All the talks this conference so far have been such food for my soul, and I can't even say how amazed I am at everything that we have been hearing. But Eyering's talk out of all of them was just phenomenal. You can't get much more blunt than how he said EVERYTHING. We are going to be ushering in Zion. Me. ME. Natalia. The women in OUR FAMILY. We are going to be ushering in Zion. I just can't even. 

The emotions are amazement, gratitude, surreal feelings, unbelievable, giddy, happiness and just CAN'T WAIT. I know there are a lot of hard times ahead of us. I know that. But that talk tonight was the boost that I needed in order to know that my impressions aren't off. I'm not crazy! I have been hearing the spirit about what is happening in the world and how everything is coming about and playing out. 
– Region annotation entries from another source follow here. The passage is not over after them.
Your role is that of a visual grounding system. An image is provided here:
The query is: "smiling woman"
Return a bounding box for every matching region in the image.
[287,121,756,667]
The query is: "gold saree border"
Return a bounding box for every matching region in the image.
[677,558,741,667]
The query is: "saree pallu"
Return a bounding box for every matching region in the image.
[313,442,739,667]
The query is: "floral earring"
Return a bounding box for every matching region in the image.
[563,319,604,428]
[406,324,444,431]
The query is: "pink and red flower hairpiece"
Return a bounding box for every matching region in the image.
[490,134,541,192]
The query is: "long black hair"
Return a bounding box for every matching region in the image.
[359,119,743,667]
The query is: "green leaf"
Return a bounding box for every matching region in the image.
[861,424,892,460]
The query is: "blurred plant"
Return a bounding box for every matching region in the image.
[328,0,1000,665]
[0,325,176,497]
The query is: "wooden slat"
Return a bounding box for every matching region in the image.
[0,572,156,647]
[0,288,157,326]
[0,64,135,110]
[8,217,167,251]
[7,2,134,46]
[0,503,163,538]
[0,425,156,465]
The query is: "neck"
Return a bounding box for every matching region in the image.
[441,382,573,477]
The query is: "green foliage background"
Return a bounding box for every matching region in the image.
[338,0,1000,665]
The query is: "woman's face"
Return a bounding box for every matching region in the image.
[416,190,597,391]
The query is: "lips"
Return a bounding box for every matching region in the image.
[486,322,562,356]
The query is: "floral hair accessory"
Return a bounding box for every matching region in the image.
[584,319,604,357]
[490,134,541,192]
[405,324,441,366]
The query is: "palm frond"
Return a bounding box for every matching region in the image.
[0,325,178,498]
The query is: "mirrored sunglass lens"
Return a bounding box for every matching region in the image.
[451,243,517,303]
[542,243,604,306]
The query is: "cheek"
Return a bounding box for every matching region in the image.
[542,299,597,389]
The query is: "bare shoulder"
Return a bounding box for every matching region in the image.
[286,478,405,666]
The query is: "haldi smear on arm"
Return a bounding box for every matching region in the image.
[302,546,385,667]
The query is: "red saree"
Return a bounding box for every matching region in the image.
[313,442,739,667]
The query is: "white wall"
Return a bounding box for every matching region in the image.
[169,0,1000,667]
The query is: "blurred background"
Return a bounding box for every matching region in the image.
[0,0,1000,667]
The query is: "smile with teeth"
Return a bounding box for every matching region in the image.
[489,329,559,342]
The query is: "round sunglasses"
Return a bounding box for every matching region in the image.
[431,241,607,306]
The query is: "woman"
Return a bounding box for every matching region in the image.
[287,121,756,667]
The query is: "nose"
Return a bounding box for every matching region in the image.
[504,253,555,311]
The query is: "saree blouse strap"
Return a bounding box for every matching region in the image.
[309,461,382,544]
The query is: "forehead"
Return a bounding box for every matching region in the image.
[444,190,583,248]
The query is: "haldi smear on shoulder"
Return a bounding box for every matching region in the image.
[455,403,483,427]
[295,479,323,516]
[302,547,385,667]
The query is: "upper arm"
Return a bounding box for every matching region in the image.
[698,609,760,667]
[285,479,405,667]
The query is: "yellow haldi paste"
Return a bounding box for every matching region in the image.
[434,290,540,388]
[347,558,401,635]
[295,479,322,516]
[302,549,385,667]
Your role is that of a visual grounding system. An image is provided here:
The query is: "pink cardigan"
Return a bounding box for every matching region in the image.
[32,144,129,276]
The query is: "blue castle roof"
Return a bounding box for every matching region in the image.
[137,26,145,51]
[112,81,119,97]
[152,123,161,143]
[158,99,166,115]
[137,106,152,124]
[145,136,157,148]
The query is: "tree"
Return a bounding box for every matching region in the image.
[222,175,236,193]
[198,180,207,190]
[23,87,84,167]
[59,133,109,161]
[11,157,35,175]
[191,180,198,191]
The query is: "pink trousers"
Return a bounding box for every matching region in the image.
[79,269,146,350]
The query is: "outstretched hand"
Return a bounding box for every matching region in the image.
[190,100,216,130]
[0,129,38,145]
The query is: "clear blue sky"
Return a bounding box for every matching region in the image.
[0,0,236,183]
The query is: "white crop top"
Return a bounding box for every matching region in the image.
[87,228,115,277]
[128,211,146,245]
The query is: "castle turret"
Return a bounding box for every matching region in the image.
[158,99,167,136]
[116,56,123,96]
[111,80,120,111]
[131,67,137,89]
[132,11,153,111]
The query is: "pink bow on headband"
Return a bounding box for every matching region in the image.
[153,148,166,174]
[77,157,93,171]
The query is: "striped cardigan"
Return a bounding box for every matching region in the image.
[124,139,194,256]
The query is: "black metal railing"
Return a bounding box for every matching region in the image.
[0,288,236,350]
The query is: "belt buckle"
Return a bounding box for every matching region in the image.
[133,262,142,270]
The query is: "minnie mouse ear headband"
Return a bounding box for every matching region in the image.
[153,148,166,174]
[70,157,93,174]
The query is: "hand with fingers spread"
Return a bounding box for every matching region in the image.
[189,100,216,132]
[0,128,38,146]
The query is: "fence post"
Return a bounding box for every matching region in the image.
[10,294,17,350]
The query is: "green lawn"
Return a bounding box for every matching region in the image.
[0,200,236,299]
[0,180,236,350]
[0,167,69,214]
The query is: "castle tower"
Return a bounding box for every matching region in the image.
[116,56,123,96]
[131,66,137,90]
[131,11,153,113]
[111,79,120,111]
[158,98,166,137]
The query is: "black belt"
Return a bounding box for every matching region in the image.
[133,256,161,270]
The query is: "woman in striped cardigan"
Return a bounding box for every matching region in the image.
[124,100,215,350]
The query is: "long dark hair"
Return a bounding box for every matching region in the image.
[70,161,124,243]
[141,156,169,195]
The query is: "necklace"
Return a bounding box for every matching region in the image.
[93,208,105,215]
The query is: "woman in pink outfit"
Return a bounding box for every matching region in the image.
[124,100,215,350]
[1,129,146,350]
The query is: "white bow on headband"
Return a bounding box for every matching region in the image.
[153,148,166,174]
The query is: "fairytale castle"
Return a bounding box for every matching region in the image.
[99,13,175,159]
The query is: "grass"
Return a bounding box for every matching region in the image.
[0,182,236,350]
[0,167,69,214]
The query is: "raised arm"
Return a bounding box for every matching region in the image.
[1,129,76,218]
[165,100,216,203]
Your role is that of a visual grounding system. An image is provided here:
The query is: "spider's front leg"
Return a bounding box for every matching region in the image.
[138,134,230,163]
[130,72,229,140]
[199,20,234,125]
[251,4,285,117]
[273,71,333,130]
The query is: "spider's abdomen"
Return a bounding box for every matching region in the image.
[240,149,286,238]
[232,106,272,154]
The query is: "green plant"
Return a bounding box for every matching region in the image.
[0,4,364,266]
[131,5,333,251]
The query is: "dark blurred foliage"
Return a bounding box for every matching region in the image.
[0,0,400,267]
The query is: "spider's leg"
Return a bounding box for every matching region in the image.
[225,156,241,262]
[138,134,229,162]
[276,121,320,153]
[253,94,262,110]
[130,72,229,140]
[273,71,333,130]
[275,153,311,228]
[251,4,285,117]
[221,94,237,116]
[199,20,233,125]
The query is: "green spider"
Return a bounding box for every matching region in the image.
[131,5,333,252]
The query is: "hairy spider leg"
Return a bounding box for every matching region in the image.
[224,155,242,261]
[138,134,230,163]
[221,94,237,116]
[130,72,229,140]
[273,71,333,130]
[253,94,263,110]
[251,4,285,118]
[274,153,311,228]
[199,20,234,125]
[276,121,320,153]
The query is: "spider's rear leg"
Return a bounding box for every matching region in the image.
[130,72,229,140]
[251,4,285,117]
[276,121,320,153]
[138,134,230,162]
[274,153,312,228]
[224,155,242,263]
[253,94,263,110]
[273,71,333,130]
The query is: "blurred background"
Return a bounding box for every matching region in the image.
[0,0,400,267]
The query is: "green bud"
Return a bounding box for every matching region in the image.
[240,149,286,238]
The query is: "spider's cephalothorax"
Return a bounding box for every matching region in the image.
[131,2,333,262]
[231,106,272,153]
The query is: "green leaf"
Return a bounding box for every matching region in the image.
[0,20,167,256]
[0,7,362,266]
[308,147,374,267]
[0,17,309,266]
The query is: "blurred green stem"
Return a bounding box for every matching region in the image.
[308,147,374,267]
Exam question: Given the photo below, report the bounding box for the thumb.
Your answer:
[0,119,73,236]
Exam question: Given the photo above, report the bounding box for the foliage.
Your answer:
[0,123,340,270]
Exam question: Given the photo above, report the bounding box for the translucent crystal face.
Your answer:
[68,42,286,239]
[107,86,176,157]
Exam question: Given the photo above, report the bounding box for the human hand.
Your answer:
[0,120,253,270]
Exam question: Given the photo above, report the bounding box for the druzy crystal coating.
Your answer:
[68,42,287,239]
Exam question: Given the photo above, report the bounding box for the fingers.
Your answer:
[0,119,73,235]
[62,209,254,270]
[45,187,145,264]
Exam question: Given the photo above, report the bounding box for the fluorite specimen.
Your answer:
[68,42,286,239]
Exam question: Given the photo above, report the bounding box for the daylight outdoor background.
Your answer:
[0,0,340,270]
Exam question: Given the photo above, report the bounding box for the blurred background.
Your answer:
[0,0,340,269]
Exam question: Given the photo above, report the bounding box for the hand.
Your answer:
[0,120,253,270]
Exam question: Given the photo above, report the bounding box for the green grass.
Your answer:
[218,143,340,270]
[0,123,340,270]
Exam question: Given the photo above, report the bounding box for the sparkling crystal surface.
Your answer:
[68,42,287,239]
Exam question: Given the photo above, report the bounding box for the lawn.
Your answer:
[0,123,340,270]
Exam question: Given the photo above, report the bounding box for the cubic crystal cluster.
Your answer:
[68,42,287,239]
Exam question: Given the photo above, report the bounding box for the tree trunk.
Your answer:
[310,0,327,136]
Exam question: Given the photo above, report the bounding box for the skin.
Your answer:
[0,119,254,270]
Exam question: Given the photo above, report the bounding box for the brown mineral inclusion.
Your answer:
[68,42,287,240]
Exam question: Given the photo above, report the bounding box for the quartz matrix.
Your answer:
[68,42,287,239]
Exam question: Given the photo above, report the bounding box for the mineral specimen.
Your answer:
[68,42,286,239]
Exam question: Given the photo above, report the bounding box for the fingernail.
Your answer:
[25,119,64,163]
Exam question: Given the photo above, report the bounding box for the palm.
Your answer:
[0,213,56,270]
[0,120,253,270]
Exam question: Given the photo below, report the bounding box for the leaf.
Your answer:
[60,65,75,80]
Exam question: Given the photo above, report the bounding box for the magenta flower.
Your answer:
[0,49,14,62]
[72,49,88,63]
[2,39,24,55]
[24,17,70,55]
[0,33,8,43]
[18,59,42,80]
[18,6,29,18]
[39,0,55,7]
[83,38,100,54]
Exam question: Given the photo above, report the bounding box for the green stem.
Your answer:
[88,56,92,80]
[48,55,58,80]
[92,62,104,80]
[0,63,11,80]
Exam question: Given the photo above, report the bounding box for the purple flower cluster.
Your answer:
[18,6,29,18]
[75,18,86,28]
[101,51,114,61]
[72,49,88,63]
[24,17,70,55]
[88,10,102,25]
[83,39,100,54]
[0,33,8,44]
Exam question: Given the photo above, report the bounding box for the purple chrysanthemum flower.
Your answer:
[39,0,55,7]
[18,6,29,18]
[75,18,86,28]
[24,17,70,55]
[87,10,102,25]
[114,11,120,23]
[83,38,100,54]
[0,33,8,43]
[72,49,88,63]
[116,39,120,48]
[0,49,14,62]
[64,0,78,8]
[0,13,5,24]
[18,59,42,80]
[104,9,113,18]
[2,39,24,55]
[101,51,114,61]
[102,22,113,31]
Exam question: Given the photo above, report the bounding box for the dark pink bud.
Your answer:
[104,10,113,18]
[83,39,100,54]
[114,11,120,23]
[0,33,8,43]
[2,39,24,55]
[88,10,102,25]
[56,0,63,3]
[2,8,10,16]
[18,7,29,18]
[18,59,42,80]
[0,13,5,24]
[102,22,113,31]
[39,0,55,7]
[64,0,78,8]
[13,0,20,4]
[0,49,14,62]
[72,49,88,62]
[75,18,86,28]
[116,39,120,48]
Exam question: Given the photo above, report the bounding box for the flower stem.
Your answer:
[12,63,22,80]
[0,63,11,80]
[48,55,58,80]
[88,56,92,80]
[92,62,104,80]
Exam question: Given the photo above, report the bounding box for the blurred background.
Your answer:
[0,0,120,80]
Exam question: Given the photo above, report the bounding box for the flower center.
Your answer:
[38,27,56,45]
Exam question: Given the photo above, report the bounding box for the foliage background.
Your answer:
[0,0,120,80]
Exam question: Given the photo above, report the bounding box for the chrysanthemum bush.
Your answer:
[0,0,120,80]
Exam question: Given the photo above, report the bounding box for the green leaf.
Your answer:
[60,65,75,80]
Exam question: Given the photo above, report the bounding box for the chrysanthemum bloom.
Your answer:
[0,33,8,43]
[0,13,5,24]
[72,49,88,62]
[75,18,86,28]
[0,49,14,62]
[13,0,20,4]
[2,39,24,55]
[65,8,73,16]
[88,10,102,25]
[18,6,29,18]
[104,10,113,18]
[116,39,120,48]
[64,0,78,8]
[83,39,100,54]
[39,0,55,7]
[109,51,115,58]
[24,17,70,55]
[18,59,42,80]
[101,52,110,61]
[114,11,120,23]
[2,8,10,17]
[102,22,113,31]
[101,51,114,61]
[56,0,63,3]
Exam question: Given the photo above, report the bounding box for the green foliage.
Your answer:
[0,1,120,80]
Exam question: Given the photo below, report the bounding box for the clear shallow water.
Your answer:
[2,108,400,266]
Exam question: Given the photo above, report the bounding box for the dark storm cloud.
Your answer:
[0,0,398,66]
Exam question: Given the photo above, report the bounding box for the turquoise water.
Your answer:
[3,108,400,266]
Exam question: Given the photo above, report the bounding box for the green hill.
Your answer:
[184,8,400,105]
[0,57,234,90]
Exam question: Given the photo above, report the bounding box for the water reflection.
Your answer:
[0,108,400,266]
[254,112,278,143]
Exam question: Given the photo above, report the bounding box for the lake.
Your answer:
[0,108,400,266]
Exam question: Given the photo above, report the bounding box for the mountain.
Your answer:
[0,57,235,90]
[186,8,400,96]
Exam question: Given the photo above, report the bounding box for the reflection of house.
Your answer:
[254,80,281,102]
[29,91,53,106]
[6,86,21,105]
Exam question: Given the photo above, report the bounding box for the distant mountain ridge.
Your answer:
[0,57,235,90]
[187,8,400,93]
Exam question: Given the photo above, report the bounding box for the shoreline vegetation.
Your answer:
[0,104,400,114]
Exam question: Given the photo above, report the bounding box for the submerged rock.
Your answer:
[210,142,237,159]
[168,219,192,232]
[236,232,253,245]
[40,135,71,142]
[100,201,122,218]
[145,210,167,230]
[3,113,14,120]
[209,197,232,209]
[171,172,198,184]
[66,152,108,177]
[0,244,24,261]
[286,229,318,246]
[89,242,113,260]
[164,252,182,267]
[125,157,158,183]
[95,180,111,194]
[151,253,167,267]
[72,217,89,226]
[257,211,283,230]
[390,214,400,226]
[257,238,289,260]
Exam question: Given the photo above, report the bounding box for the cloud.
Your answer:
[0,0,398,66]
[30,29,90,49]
I don't know if I have the right words to describe everything. I actually know that I don't have the right words to describe everything. It is a feeling deep down in my soul that I have known about for a LONG TIME. We are going to be hugging and kissing those angels who come from the City of Enoch! ME! 

I'm so grateful for the validation of it all! I'm not crazy! My experiences are REAL. What I am feeling and experiencing is REAL. 

I have so many more thoughts and feelings, but my eyes are heavy so I will share tomorrow. But I had to record that I was here tonight! I heard it with my own TWO EARS! Jesus is coming back!